Would this do what you wanted?
sample_of_firms %>%
group_by(id) %>%
summarize(correlation = cor(sales, costs))
Sorry for late answer.
With your proposal I don't get correlation matrix. That is I don't get correlation between sales and costs between all firms in the sample.
Hi: could you explain what you mean by "correlation between sales and costs between firms"? For example, what would be in the result for
item1 item2 score
FirmA FirmB ???
Would it be the correlation between the sales at firm 1 and the costs at firmA, or the cost at firm1 and the sales at firmB, or what?

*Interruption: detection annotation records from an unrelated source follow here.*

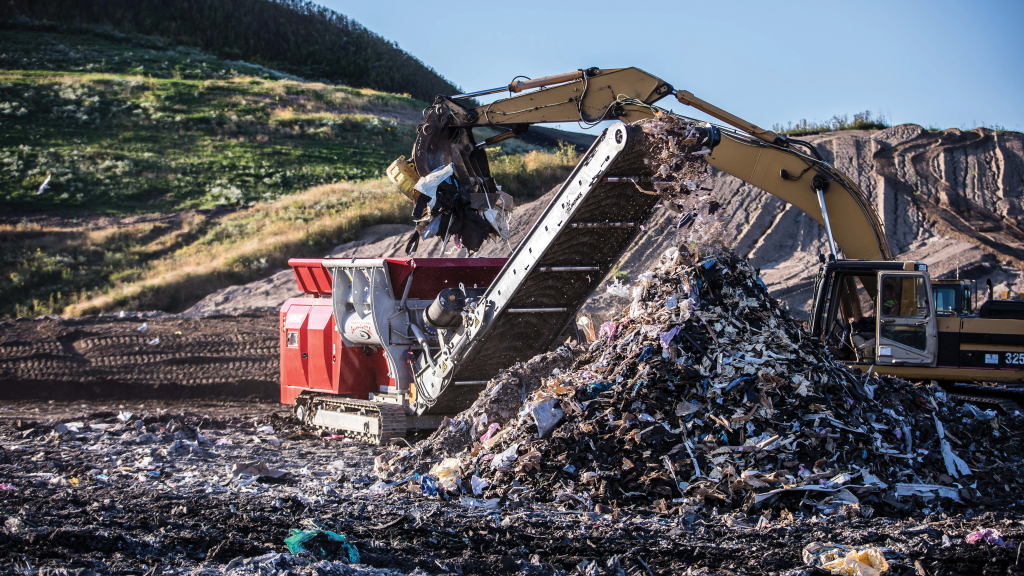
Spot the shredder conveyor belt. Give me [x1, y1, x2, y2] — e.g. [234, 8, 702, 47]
[417, 122, 659, 414]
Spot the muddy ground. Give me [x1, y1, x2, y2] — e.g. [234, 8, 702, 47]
[0, 400, 1024, 575]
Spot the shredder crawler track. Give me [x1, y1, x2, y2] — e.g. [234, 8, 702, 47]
[294, 393, 406, 444]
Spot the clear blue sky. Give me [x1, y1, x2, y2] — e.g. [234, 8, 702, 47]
[317, 0, 1024, 131]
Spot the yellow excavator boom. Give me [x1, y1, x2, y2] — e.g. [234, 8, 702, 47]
[414, 68, 893, 260]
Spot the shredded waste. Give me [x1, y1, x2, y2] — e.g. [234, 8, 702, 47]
[378, 249, 1021, 517]
[376, 112, 1022, 518]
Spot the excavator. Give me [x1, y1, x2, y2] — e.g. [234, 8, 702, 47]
[281, 68, 1024, 443]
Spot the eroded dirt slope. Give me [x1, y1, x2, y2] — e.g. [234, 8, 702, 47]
[0, 313, 279, 400]
[191, 124, 1024, 318]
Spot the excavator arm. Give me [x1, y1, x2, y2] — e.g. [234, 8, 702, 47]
[388, 68, 893, 260]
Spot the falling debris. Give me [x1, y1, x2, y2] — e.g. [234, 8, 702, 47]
[36, 172, 50, 196]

if I have 3 firms, it would be: item1 item2 score desc FirmA FirmB 0.54 correlation between sales of firm A and costs of firm B FirmA FirmC 0.45 correlation between sales of firm A and costs of firm C FirmA FirmA 0.45 correlation between sales of firm A and costs of firm A (these is not necessary) FirmB FirmA 0.54 correlation between sales of firm B and costs of firm A FirmB FirmC 0.45 correlation between sales of firm B and costs of firm C FirmB FirmB 0.45 correlation between sales of firm B and costs of firm b (these is not necessary)
and same for C.
Is it possible to do accomplish above in widyr package?
So "only" defference is in valuce column. I don't need correlation between var1 of id1 and var1 all other ids, but correlation between var1 of id1 and var2 of all other id's.

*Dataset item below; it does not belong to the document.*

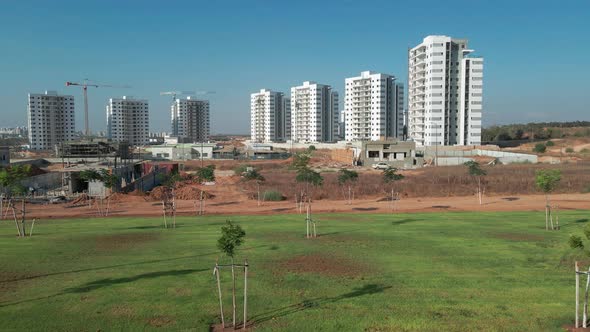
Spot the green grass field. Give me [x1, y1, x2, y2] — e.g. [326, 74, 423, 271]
[0, 211, 590, 331]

All examples I saw include only correlations between same variables. For example, correlations of sales between firms:
correlations <- widyr::pairwise_cor(sample_of_firms, id, year, sales)
What if I want to calculate correlations between different variables, for example, sales and costs columns:
correlations <- widyr::pairwise_cor(sample_of_firms, id, year, c(sales, costs))
If I understand it right this is not possible since argument value includes only one column?